John Kang ’23: Professional Editing Workshop
Acquiring training and practice of the “invisible art.” A 6-week online Manhattan Editing Workshop provides a walkthrough of post-production techniques with courses and resources.
About the Project
In the world of filmmaking, perhaps the role that has the greatest influence on the outcome of the film yet whose work is least visible is that of the editor. Often known as “the invisible art”, a master of the craft will create a cut that immerses the viewer in the story while simultaneously diminishing their fingerprints on the film. As an aspiring filmmaker, it’s not lost on me that a whole host of masters of the craft—such as the Coen brothers, Chloé Zhao, and Alfonso Cuarón—take to editing their own films because to pass off the film to an editor means passing up much of their vision as well.
This summer, I had the privilege of participating in Manhattan Editing Workshop’s Six Week Intensive Online Workshop, a deep-dive into the technique and art behind film post-production at an editing school based in New York. The six-week program curated and presented students with the resources and time to exhaustively cover Adobe Premiere Pro, an industry standard and Duke’s video editing software of choice, as well as Avid Media Composer—another widely-accepted industry standard. Covering aspects of the intricacies of color correction, sound design, and editing various genres (comedies, documentaries, commercials, etc.) were explored through exercises mimicking the work of an editor.

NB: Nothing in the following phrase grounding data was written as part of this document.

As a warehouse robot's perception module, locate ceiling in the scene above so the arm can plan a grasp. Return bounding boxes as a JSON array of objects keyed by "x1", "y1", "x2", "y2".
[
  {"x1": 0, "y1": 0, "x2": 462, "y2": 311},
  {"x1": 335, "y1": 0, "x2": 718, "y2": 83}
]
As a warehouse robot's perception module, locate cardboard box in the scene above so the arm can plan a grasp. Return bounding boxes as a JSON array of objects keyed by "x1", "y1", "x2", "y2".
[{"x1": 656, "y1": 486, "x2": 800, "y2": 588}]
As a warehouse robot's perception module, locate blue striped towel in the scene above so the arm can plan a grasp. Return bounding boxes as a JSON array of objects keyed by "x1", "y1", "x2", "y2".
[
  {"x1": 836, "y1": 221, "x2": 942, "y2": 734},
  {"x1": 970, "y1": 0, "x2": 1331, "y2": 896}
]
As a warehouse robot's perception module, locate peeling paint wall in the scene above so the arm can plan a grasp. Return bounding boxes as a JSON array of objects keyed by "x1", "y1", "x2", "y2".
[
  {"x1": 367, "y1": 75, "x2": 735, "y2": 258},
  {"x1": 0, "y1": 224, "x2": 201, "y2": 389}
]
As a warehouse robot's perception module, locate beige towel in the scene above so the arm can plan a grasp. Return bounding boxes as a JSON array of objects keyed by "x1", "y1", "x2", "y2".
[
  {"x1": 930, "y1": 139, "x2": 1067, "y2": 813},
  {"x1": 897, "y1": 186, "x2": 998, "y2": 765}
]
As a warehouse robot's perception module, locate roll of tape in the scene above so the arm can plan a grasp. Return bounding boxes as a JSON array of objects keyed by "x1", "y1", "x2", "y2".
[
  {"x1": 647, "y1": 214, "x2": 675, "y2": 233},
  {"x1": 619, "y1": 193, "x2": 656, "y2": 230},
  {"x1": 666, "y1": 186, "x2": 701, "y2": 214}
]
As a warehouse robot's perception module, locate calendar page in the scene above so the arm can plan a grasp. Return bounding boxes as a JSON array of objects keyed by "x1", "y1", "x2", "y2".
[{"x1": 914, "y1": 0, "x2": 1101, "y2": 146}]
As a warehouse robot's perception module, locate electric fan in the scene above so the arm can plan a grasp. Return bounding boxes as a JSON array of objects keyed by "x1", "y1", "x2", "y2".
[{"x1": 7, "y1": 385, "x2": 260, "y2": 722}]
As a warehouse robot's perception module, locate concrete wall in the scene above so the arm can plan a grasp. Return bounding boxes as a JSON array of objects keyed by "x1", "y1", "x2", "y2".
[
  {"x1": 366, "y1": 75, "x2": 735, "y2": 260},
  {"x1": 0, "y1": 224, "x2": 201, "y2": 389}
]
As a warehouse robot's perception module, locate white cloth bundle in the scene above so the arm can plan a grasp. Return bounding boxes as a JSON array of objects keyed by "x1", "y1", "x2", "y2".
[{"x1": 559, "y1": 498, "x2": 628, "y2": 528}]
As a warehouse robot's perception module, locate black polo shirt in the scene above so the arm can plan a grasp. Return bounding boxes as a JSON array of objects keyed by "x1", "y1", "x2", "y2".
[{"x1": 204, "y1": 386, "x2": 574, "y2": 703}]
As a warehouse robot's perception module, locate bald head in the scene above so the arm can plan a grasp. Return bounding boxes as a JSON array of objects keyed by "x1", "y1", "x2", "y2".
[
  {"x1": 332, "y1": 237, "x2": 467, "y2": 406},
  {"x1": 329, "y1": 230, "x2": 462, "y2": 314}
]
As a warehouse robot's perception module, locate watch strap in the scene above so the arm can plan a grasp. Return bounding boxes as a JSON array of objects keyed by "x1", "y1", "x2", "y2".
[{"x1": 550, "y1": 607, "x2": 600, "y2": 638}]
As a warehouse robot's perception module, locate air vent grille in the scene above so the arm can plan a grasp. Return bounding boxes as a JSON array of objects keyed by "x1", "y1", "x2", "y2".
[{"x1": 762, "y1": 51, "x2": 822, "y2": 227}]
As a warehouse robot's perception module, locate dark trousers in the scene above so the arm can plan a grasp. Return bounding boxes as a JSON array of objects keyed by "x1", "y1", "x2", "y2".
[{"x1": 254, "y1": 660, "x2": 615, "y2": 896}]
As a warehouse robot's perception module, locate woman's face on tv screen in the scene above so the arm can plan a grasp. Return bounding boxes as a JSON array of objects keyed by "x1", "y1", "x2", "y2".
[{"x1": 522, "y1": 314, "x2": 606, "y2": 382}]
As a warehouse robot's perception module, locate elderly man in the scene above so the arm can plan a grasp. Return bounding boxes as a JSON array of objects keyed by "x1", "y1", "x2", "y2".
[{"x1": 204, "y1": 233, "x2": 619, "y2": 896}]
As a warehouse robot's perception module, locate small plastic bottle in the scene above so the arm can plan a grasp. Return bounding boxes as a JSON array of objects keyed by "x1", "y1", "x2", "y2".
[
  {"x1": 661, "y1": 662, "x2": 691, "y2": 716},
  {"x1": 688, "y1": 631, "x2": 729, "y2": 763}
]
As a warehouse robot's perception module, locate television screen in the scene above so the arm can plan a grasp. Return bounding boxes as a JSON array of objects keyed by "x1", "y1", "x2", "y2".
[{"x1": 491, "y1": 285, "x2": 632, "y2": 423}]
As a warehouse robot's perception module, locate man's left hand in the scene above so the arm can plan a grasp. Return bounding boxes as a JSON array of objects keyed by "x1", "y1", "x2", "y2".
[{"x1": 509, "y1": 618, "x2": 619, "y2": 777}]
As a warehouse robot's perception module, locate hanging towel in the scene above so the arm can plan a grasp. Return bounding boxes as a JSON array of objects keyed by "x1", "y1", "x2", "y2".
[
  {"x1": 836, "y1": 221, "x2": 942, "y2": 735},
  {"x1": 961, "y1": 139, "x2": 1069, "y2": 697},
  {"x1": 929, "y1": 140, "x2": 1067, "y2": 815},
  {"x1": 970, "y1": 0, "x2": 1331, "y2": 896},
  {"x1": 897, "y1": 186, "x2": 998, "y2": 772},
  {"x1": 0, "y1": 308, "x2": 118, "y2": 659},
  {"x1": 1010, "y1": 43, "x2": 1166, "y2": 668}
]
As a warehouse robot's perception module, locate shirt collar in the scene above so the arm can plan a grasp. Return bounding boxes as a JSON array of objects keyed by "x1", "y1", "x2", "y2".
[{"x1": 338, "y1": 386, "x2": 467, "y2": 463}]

The workshop also presented opportunities to build community between the students, instructors, and working editors throughout the six weeks. By attending classes daily, screening and receiving feedback on personal works weekly, and having conversations with Myron Kerstein—editor of tick, tick… BOOM!, Crazy Rich Asians, and In the Heights—the community of editors that has blossomed through this experience has become an invaluable source of advice, inspiration, and collaborative spirit.
As I look ahead to the rest of my time at Duke and beyond, I have no doubts that this experience will inform how I approach sharing stories through the medium. In an industry that rewards stardom and profitability, I hope to be a proponent of the importance of the craft while continuing to expand my capabilities as a multi-hyphenate creator.
What changes did you notice in your summer experience due to COVID-19?
While the workshop would have taken place in New York before the onset of COVID, the virtual platform opened up opportunities to explore my interests in the production aspects of filmmaking in L.A. in conjunction with editing intensive.